'We're in the middle of a street food rennaissance, and we're all much happier for it,' said food critic Jonathan Gold at yesterday's Worlds of Flavor, referring to the proliferation of food trucks in Los Angeles and across the USA.
A major driver of that rennaissance has been what Gold referred to as the 'new wave' of trucks that take their inspiration from trucks selling tacos, tamales, and sandwiches traditionally run by Mexican and Latin American immigrants. And probably the best known 'new wave' truck of all is Roy Choi's brainchild Kogi, a Korean BBQ taco truck (actually four trucks, now) that ply the streets of LA, alerting customers of their location via Twitter.

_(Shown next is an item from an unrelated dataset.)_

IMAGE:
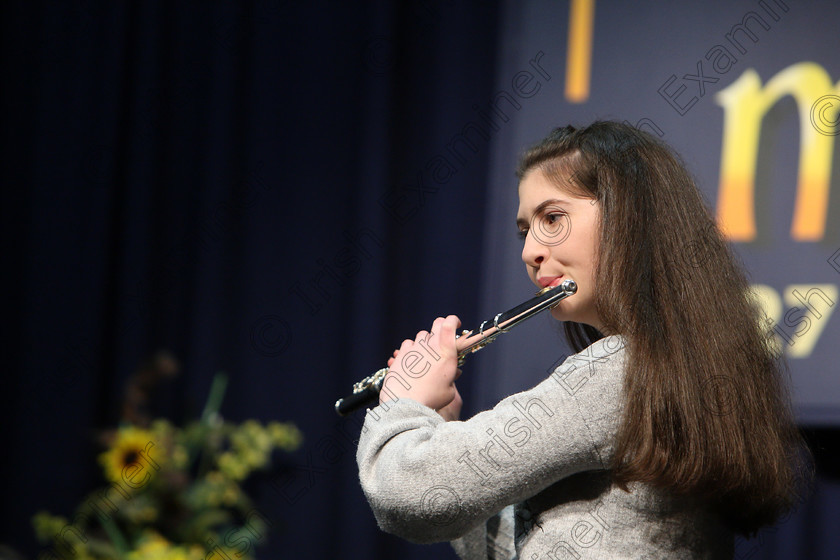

Roy is a CIA-trained chef who, as he tells it, only realized his potential when he stopped trying so hard to be a successful classically-trained chef and started his taco truck. He's a great speaker and fascinating to watch in action. Yesterday we sat in on his demo in the CIA kitchen, and tasted one of Kogi's famous tacos (yes, it is that good). I had originally intended to nail him down for an interview, but Roy is so forthcoming with bon mots that cushioning them in a lot of narrative would be like icing an already frosted cake.
Here, instead, is Roy uncensored, on tacos, community, street food, and other topics. I leave the interpretation to you.
"To cook great street food a chef has to get past his ego."
On what Kogi is about: "We really try to pay homage to the Mexican street taco."
On Korean cuisine: "Take your classical training, just take that sh*t and throw it in the trash."
(His example here was the vinaigrette: "As a chef I learned that that you whisk till emulsified. Look at my vinaigrettes here -- they're all broken.")
On how to cook street food: "Everything is by feel, by hand, by touch. My goal here (Roy was mixing the salad garnish for his Kogi taco at the time) is that every single bite has ll the flavors, all of the complexities of the dish. All of the joy and sorrows of your life in one bite."
On the importance of using the right tortillas: "I HATE [insert brand name tortilla supplied by CIA kitchen here], by the way. They have no puff, no flexibility. They taste like cardboard."
On what he's looking for when he makes Kogi's Blackjack Quesadilla (filled with black pork and jack cheese): "I want to achieve a state of existence just like a beautiful Neopolitan pizza. You know, it's just a quesadilla, but we put a lot of love into it."
On why, despite its popularity, Kogi still sells its tacos for $2 each: "Street food needs to be cheap. Why? Because it needs to be fluid with the rest of your life."
On what's great about street food: "Street food makes you slow your life down."
On whether or not street food can be successfully cooked and served in a restaurant setting: "Street food can be served in a stationary place, but your heart and your spirit has to be moving."
On the fact that most Americans -- particularly those in positions of authority in various municipalities -- don't yet understand what street food is all about: "We [Kogi] get treated like we're selling crack! It's just a taco."
On possible expansion plans for Kogi: "I don't want to go to other cities to conquer them. But I would like to go to other cities to spread the love."